Machine learning applied to taxi rides fare prediction in New York city. Data comes from the Kaggle challenge: New York City Taxi Fare Prediction .
In order to execute the notebooks or run the taxifare
's package code it is necessary to install a set or dependencies. The dependencies are listed by requirements.txt
. As of now, no setup script is provided for the library, so that you shall download the library and install the dependencies manually. Note that results can be directly inspected through the notebooks here on GitHub, without downloading or running them.
To download the code:
git clone https://github.com/FaediMichele/TaxiFarePrediction
To install the dependencies:
pip install -r requirements.txt
Once downloaded and installed, the notebooks can be run and/or the library can be manually used. taxifare
is a proper Python package, so that it can be accessed by importing it and its submodules. E.g.
import taxifare
The project is composed by a centralized Python package, containing all the necessary tools and logic, and a collection of notebooks which represent the different phases of our work. Results can be inspected by simply opening such notebooks here on GitHub, without downloading or running them. In particular:
taxifare
is the main Python package (see Installation)analysis.ipynb
contains a preliminary analysis of the data. In particular of the spatial locations and temporal trends.outlier_detection.ipynb
uses the information obtained during analysis in order to identify and eventually remove anomalies from the data.neural_models.ipynb
contains prediction experiments through neural models. This notebook is designed to work on Google Colab.osmnx.ipynb
contains the code used to approximate a graph of the New York city. Such graph is used to compute the approximate travel time of each taxi ride. This is a feature used by neural models.
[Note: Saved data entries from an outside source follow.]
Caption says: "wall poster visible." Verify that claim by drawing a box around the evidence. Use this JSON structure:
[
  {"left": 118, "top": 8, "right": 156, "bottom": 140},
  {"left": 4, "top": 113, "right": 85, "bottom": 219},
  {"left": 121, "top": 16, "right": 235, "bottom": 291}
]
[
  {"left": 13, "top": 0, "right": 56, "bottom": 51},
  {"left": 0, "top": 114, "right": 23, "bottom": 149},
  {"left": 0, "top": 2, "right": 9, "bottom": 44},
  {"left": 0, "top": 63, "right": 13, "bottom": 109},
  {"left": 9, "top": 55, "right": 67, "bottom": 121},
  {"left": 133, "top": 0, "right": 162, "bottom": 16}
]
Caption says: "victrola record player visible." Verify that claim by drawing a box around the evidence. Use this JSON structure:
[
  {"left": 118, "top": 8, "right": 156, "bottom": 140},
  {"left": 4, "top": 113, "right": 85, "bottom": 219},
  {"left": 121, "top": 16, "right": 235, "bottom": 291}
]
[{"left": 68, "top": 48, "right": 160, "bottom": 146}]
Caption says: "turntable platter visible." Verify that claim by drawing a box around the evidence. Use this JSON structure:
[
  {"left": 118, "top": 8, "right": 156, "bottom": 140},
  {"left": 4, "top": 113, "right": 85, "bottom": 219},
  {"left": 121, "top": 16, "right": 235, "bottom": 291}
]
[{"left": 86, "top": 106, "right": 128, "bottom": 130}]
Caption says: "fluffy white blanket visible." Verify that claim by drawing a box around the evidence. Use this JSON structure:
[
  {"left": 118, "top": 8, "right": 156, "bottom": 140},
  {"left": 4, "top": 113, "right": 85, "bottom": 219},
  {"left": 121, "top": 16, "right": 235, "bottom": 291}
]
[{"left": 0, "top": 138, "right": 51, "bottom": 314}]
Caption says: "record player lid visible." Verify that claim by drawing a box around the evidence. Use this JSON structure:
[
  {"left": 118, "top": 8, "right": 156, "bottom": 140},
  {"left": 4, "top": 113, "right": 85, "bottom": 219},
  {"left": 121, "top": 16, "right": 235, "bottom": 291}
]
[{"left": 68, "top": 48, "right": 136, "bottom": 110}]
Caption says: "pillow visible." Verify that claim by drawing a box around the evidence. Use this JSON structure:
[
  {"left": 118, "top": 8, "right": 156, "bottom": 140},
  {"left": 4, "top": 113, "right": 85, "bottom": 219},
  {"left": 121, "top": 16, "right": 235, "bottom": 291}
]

Note that in order to reproduce these experiments, it is necessary to download data from the proper Kaggle challenge. Sometimes, some other preprocessing shall be applied a priori through some of the tools contained in taxifare
(see Command Line Interface).
See the notebooks (Project structure) for the complete analysis and methodology. Here are reported the main simple neural networks that were employed and the final results.
The used neural networks are simple fully connected ones, with ReLU non-linearities. The baseline is a degenerate network, which is just a linear layer having access to the features:
- Pickup coordinates
- Dropoff coordinates
- Passenger count
- Pickup datetime (month, week, hour)
The main non-linear experiments make use of two similar networks having this shape (fully connected, ReLU non-linearities):
More features are provided in this case, some of them are engineered based on the analysis (see analysis.ipynb
):
- Pickup coordinates
- Dropoff coordinates
- Passenger count
- Pickup datetime (year, month, day of week, hour)
- Boolean: is the pickup datetime after Setpember 2012? (see analysis for the reason)
- Boolean: is the pickup datetime during the weekend?
The only difference between the two models is an extra feature: the approximate travel time of the ride. The travel time is approximated through the NYC graph, obtained by running osmnx.ipynb
. However, this graph only covers the urban area of the city. Since some of the rides in the dataset are outside the urban area, it was not possible to obtain such feature for them. For this reason, two models are trained and combined. One having access to the urban feature of travel time, predicting all the urban rides, and one without it, predicting all the suburban rides.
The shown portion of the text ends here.